There are family trees in all shapes and forms. There are traditional schemes like paternal or maternal lineages and pedigrees. However, there are also a myriad of other creative research lines you can follow. When trees get big or the chosen path is quirky they can quickly become confusing. That is why we always include a clear family tree diagram.


All our research is backed by original Dutch records. We allways include full references to all primary sources we used. This guarantees that whatever claim we make about your family is true. Since these records are also very beautiful and contain nice little details like your ancestor's signature, we also include copies of the most relevant records.


We make sure to include your ancestors' occupations. This helps you form an idea of their talents and skills, but also about their social and financial circumstances. Did your ancestor make promotion or switch jobs often? Did the women work or not? Did they follow in their parents' footsteps or not? Answering these questions sheds a light on crucial parts of their identity.


After 1850 the Dutch have kept meticulous records of where people lived. This allows us to track all movements of your ancestors. We can find detailed addresses and the exact composition of households (including servants and seasonal laborers on farms). Whenever available we will mark the addresses on historical maps. Occasionally the house still stands and can be seen on Google Streetview!


Sometimes we can find a description of an ancestor's appearance. These are usually men that served in the military. Their service records almost always includes a physical description. For some criminal ancestors that ended up at the penal colony of Ommerschans, even mug shots have been preserved. And just occasionally we can find a picture in a newspaper.
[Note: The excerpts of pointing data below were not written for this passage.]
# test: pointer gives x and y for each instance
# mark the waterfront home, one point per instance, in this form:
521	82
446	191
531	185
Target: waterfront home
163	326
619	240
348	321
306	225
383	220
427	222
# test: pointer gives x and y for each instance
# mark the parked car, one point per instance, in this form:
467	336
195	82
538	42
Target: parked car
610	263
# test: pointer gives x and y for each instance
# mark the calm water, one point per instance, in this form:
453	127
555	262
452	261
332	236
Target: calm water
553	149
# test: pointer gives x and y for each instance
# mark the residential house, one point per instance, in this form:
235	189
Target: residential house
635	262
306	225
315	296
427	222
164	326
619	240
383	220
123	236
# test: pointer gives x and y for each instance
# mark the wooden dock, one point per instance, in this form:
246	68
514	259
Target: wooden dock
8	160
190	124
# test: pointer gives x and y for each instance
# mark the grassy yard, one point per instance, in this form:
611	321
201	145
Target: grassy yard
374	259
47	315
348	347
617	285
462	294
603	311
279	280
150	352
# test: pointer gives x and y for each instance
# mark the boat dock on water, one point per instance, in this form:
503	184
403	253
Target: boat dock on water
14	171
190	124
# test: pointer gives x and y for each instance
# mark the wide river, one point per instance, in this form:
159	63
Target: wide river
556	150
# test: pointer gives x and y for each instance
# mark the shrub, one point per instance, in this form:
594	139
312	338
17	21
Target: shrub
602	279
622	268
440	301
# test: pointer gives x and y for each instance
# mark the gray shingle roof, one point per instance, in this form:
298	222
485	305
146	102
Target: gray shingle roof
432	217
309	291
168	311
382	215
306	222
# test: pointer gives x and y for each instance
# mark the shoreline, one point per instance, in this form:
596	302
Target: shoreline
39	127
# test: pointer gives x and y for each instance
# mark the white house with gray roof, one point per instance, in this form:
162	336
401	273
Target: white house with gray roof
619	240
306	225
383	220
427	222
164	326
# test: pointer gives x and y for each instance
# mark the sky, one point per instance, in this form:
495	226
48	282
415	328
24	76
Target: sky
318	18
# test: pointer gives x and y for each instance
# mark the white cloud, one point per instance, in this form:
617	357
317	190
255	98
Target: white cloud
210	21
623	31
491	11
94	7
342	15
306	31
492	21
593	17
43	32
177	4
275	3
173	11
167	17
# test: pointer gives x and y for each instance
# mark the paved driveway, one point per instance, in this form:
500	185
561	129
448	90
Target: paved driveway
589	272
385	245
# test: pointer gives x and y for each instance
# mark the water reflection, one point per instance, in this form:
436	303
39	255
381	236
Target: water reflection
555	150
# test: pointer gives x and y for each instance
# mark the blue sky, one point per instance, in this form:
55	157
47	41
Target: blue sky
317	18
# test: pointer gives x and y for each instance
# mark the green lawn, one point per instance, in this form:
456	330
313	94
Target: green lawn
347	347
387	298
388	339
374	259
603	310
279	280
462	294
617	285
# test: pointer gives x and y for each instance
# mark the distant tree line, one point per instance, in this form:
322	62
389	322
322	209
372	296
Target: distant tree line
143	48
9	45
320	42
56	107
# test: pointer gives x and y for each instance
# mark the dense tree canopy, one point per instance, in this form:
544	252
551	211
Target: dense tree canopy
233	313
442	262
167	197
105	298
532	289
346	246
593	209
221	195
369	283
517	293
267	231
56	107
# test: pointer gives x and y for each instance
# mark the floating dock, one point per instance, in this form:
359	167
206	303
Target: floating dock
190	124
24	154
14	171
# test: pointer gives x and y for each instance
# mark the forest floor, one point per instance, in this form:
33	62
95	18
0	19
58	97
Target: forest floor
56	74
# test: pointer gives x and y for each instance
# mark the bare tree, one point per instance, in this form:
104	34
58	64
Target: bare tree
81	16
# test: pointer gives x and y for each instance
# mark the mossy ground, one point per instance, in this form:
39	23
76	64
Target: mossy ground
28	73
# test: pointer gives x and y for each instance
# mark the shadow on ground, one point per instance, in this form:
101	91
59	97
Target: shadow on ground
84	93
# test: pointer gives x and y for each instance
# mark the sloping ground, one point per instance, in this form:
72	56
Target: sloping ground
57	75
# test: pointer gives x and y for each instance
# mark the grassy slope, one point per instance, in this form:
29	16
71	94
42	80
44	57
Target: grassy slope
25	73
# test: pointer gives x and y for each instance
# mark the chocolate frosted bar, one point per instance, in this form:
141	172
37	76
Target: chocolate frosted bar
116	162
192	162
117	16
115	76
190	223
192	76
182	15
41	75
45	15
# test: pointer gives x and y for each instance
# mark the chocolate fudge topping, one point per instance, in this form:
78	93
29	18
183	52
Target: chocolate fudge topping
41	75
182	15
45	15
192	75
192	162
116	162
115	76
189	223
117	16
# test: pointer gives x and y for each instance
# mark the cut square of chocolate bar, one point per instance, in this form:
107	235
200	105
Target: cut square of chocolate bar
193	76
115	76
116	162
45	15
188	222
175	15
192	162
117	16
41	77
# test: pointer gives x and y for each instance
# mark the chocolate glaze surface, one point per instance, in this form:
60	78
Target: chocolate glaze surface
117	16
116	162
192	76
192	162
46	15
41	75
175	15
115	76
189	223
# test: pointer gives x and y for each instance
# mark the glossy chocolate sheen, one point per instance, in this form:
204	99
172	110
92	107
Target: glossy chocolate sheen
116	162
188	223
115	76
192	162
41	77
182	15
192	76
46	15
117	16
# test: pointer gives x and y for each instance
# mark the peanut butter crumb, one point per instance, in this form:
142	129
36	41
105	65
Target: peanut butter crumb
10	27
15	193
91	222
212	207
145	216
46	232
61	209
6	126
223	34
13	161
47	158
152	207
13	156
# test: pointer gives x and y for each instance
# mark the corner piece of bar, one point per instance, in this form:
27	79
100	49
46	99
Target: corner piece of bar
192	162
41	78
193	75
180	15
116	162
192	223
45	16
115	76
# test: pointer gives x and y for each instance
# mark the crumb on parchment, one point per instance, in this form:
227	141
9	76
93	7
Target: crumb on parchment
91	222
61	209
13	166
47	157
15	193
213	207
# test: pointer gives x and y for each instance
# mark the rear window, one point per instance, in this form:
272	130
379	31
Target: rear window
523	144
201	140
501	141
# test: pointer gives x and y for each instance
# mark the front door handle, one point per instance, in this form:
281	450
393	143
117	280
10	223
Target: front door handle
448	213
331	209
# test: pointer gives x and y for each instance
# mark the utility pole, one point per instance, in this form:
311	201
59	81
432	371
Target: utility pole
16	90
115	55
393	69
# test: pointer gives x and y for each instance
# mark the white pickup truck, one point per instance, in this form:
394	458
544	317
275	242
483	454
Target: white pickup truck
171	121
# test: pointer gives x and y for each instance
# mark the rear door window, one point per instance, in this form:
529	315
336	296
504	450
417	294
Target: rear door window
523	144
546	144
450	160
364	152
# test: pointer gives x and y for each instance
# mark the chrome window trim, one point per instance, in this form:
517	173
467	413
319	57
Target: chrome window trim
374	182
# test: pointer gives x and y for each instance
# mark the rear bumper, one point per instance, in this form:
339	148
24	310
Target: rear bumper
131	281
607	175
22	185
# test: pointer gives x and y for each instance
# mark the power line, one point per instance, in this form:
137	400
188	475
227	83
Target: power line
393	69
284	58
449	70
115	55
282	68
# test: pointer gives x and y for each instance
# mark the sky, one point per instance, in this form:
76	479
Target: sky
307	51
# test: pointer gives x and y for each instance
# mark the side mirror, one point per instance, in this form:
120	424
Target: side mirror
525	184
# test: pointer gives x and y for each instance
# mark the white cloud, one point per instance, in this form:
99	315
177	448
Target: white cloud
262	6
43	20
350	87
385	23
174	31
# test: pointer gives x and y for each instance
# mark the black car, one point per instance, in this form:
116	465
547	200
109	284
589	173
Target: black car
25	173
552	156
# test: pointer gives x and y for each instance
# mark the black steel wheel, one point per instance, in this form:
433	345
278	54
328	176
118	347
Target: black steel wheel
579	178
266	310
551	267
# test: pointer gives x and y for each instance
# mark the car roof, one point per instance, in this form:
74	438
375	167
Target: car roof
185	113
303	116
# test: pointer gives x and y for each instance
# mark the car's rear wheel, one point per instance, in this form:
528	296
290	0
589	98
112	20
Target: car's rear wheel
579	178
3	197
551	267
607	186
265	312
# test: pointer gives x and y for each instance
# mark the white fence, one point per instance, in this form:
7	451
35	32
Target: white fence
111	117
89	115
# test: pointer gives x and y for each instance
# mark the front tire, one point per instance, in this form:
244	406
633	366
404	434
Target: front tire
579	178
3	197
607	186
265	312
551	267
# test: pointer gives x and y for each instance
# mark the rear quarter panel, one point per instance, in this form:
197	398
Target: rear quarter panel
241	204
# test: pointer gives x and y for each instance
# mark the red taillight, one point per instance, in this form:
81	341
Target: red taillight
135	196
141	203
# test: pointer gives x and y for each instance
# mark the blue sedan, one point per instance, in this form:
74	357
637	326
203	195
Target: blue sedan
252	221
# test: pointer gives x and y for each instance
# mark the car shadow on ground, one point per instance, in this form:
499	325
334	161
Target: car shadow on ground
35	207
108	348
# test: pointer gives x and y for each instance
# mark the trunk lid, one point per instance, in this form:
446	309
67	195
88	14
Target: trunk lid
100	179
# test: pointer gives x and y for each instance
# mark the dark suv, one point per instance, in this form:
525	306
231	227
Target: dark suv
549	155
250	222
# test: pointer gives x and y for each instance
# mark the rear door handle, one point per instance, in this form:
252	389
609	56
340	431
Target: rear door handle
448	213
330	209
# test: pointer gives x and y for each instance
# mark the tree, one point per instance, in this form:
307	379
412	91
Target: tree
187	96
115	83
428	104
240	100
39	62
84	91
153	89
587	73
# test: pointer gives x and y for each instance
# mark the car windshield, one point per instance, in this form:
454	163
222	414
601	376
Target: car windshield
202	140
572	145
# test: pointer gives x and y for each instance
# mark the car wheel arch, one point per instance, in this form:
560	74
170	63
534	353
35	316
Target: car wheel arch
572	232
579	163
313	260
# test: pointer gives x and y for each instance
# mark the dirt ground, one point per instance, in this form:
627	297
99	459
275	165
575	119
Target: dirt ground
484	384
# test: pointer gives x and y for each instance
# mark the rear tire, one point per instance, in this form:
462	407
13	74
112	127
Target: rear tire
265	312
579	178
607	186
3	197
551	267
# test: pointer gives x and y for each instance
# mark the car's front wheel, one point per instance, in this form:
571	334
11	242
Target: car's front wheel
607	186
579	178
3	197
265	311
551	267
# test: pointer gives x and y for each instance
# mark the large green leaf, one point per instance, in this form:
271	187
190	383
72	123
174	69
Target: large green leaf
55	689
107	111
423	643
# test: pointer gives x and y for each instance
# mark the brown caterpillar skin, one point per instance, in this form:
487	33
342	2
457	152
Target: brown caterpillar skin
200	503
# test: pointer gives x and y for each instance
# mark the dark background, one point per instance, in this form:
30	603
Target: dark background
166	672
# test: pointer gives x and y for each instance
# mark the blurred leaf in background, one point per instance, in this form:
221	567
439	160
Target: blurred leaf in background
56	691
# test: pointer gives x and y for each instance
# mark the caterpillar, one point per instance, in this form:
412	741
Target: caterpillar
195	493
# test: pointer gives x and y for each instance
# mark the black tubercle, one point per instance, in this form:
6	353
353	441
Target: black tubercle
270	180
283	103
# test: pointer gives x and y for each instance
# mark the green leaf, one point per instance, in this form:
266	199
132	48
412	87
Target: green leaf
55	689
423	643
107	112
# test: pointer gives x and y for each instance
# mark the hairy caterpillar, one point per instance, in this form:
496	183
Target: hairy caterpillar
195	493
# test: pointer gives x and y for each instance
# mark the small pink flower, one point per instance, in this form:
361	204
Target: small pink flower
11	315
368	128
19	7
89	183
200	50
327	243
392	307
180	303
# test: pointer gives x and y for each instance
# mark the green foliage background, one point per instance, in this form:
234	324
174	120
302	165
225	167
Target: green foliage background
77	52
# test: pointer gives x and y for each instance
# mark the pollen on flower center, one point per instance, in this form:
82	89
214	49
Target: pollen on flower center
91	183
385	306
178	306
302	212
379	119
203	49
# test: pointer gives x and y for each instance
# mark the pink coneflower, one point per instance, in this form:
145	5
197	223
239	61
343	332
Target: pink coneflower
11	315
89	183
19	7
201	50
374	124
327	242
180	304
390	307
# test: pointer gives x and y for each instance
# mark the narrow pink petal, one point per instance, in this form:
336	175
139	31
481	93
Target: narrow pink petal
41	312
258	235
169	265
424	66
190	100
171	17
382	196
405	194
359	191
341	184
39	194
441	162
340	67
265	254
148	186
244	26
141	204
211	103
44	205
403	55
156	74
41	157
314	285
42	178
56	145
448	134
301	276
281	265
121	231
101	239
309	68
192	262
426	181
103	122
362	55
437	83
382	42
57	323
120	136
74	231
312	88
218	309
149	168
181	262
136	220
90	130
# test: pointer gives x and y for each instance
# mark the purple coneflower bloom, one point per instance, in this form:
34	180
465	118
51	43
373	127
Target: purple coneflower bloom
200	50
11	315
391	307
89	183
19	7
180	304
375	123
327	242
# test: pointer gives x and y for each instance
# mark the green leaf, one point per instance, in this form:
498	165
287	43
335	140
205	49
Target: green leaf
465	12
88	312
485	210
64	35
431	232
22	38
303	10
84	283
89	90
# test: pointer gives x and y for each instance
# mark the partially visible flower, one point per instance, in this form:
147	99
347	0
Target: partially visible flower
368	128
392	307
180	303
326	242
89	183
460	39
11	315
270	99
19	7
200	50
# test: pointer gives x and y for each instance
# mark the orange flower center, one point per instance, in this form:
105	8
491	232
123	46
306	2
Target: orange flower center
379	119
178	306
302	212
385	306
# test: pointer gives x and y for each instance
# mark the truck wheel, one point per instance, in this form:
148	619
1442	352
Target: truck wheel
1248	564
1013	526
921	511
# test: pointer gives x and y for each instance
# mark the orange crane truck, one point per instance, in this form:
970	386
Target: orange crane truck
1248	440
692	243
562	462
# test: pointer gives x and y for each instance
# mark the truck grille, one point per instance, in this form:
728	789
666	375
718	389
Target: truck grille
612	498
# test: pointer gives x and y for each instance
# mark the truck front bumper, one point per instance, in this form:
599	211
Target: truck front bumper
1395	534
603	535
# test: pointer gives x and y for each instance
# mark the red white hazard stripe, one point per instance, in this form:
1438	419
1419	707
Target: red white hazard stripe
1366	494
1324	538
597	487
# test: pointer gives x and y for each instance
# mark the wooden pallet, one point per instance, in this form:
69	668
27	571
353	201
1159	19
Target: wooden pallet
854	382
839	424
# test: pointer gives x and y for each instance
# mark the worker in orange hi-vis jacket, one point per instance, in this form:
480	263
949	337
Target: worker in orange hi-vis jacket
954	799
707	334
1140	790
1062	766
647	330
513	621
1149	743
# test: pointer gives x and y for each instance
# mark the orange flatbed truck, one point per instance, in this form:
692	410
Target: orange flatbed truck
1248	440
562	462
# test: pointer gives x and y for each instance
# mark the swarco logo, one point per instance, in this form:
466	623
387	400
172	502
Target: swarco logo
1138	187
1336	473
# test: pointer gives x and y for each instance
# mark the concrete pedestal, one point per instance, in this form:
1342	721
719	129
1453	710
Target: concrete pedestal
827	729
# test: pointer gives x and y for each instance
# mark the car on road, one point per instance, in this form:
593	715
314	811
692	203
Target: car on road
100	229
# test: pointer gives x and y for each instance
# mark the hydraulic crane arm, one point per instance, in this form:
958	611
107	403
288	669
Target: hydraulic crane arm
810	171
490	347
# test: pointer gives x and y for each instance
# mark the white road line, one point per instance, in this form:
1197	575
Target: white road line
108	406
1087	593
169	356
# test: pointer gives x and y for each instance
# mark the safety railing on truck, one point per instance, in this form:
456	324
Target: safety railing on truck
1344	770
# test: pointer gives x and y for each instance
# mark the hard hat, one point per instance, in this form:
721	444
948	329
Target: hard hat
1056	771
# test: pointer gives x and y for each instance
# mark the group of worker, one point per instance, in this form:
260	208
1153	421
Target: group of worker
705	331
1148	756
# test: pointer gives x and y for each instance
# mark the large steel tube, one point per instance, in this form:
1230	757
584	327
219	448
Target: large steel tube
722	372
If we find anything of the like, we make sure you get it!


Occasionally we can find traces of the things your ancestors possessed. Wills can contain extensive lists of jewelry, furniture and clothing. Land deeds reveal what lands were bought and sold. Newspaper ads can give a beautiful insight in the businesses they ran or the garage sales they held. And even if they were poor, we can sometimes find traces of what amount of welfare they received.


Not all ancestors were good folks. Almost every family has its proverbial black sheep or skeleton in the closet. These people actually are very interesting because of the often detailed records we can find about them. Police and court records. Prison records with the occasional mug shot. Newspaper articles about their crimes. Luckily it's mostly about petty theft and drunken fights and rarely about murder.


Whatever it is we find about your ancestors, we will make an effort to put it in the appropriate historical context. Did four children af the same couple die within a week? Then we may point out that a cholera epidemic was raging at the time. But we also include information on the normal aspects of life. What was it like to be a housewife, schoolchild or soldier in that period? What was going on in the world that may have occupied your ancestors?


The Dutch have always registerd very precisely to which faith people belonged. Knowing your ancestors' faith tells you a great deal not only about their believes but also about their social status. Sometimes ancestors change faith. It is interesting to figure out why. Did they convert out of conviction or out of love? The latter is quite common: marriages of mixed faith were after all not socially acceptable at the time.